The sense of smell is often said to be one the most evocative of memory. Ethel Gittlin's recent series of paintings, titled, “I Paint My Life,”read like drifts of scents in immersive dreamscapes. Hints of recollections trigger emotions like delightful floral perfumes.
Perhaps it is the colors she uses: lavender and rose, orange and pink. But, there are gritty city smells also, such as the blue and grey that might be urban exhaust fumes in a pair of pieces titled, “On My Way,” and, “Journey.” As if a lovely garden was being recalled while in the town, and busy cities recollected from afar, such as in, “Places,” where “PARIS” is emblazoned over a metropolitan tangle of line and hue, and “NYC” is a barely legible scrawl below. The works affect wondrous moods and feelings of enchanted yet detached displacement like subtle echos, or reminiscences of places she has recently been to and environments just passed through; the gardens, streets, and feelings that beckon beyond the immediate horizon.
Gittlin’s paintings present us with an array of imagery floating in atmospheric hazes of bright beautiful colors. We easily recognize fragments of organic images - grasses, flowers; while graffiti is everywhere like in the hustle and bustle of an urban center. Her efforts bring together several significant genres and philosophies of abstract painting. Combine the color field work of Mark Rothko with elements of the organic stews of Joan Miro and Helen Frankenthaller, and bring it all into the present with the addition of spray paint and text derived from the graffiti movement which has grown increasingly popular over the last thirty-five years. Gittlin incorporates concepts from popular as well as “high” culture that simply were not available until recently, marking her work as current as it is spontaneous, implying adventures and stories yet to unfold.

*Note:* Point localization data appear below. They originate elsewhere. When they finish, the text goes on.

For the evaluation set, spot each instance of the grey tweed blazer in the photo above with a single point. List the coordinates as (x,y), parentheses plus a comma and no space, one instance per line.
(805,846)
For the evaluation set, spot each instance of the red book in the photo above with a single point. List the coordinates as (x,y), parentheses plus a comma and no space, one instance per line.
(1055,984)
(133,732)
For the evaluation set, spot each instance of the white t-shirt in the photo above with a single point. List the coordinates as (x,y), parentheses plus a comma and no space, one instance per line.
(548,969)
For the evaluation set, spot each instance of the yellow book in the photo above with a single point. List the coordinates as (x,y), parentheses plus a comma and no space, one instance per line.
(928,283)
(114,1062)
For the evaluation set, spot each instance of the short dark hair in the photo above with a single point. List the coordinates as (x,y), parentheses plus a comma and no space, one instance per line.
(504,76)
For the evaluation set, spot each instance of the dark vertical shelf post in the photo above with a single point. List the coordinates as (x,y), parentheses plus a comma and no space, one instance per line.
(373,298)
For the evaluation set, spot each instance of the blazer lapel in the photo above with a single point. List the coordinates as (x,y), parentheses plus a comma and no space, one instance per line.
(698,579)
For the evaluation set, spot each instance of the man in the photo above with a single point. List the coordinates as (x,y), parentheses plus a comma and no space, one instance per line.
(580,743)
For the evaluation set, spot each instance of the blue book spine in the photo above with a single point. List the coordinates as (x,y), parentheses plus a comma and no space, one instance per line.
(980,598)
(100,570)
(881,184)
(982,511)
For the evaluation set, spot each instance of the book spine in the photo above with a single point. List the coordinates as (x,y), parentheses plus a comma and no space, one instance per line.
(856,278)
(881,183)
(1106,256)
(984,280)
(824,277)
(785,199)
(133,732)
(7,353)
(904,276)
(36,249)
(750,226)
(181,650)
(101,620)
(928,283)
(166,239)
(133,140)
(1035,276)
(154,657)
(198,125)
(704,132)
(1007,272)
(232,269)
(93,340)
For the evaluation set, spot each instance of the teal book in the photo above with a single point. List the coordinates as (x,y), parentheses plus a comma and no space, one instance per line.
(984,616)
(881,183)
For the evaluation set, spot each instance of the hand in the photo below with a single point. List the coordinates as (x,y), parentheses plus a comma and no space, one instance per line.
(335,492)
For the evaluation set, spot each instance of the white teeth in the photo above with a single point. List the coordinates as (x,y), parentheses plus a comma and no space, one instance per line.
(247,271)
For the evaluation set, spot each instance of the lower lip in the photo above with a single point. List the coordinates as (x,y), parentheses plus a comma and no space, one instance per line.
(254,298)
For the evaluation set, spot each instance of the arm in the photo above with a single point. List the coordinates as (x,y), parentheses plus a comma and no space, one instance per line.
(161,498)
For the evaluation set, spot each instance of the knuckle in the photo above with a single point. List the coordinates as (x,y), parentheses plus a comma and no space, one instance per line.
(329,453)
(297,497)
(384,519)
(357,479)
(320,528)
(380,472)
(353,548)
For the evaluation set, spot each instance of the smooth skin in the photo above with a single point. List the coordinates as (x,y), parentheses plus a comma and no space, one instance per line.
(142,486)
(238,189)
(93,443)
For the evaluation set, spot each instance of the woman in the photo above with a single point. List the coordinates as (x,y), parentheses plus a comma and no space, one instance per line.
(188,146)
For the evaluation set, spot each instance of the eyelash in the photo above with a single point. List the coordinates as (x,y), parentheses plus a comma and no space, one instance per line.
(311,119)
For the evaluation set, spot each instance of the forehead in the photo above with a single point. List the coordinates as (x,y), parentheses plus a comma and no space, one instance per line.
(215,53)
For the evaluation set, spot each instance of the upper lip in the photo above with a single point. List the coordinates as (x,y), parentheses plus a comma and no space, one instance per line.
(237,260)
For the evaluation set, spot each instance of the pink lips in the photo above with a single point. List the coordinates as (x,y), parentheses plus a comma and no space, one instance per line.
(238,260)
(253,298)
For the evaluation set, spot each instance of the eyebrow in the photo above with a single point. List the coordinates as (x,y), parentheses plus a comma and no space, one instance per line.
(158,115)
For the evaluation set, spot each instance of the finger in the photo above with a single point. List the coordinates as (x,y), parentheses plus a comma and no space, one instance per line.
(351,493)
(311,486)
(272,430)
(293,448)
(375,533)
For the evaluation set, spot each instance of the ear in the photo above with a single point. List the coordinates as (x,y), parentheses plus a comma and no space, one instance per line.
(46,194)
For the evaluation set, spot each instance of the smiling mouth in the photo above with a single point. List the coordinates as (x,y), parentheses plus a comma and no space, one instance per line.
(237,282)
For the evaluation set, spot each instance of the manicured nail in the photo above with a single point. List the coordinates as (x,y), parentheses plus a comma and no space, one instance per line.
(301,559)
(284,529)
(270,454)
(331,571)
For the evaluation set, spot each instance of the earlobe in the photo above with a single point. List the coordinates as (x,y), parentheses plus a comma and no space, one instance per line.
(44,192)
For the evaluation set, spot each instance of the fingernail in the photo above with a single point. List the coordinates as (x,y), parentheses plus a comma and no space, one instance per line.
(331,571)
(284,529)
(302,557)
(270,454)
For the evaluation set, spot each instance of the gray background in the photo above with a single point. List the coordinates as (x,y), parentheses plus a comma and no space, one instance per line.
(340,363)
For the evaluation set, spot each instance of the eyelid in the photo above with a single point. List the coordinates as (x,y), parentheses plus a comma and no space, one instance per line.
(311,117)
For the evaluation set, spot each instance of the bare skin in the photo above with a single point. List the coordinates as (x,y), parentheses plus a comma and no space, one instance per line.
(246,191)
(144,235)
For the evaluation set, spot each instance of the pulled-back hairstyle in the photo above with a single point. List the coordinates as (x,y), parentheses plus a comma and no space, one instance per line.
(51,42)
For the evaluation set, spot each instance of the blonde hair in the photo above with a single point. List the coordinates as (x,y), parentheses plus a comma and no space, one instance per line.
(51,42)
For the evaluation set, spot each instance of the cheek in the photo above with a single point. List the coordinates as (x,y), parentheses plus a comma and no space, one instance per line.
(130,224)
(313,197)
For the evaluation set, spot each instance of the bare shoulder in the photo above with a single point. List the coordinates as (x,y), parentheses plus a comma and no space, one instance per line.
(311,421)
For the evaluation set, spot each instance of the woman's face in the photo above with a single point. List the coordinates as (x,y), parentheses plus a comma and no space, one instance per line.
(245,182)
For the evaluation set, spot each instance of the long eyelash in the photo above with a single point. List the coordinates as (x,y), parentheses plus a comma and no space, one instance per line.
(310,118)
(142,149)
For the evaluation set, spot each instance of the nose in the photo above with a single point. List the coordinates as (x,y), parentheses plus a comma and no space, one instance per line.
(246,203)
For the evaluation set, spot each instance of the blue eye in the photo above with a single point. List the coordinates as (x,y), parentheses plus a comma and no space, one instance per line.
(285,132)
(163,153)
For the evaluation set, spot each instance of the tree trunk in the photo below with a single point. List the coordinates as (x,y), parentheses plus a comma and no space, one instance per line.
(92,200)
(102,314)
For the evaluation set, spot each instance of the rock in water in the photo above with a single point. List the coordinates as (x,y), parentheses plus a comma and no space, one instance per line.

In the painting titled, “Making Memories,” Gittlin utilizes images that are clearly botanically based, such as blossoms and clusters of leaves, while also including the presence of a bee or winged insect of some sort amid vivid mists. ”Moroc,” on the other hand, is more mysterious; combining cryptic Mid-Eastern designs, Western script, and glowing fields of brilliant color. Ethel Gittlin depicts the essence of events, places, and objects rather than their physicality alone. She focuses on intangibles rather than direct imitation, concentrating on a subject’s truer nature in the metaphysical sense. “Out There” includes a red female mouth like a lipstick imprint. The viewer may decide if these lips depict a specific event or person, or if they represent a more general statement. “Bold Fusion” combines a fusion of all of these elements, just as the title implies. An artwork can be an object unto itself which need not represent anything. Yet, in her paintings, like cloud gazing, we delight in using our imaginations and intelligence to interpret the imagery.
“Ethel Gittlin employs textual surprises as well to ground her improvised compositions and direct our understanding of her intentions, sharing her experiences in life, both personal and general, with the viewer until form finds a function all its own. These “forms” are snippets and fragments of actual architectural and natural objects awash in the moods and feelings of memory represented in richly pigmented layers of intermingling foreground, background, and passion.”